- Katghara, Deoria Location in Uttar Pradesh, India Katghara, Deoria Katghara, Deoria (India)
- Coordinates: 26°14′35.77″N 84°2′23.37″E﻿ / ﻿26.2432694°N 84.0398250°E
- Country: India
- State: Uttar Pradesh
- District: Deoria

Population (2001)
- • Total: 1,221

Languages
- • Official: Hindi
- Time zone: UTC+5:30 (IST)

= Katghara, Deoria =

Katghara is a village in the Deoria district in the state of Uttar Pradesh, India.

== Geography ==
Katghara falls under the Bhatpar Rani block. It has its own gram panchayat.

== Demographics ==
As of the 2001 Indian census, Kathaghara had a population of 1,221. Males constitute 47% of the population and females 53%.

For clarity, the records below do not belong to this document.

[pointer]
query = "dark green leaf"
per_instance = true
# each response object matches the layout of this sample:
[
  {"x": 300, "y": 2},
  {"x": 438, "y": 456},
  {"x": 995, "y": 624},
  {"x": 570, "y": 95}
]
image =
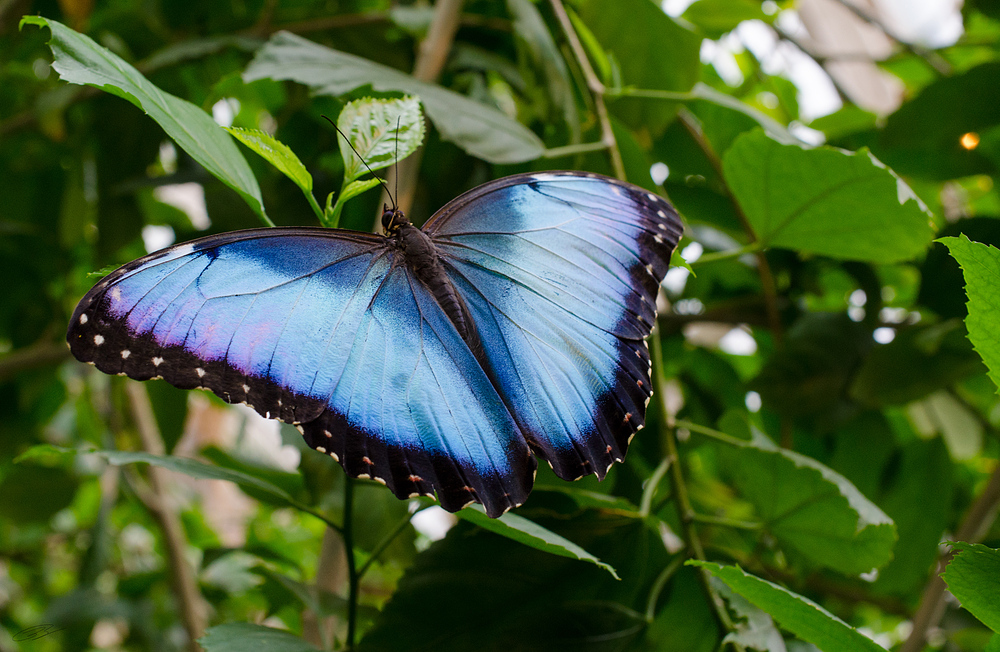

== Cities, towns, and neighborhoods ==
The nearest place for shopping is Aktahi. The nearest town is Bhatpar Rani.

== Schools ==
Katghara village has primary school funded by the state government. It also has a privately owned middle school (up to class 10). There are schools in Bahiyari and Sohanpur for 10+2. The only option for graduation is Madan Mohan Malviya University situated at Bhatpar Rani.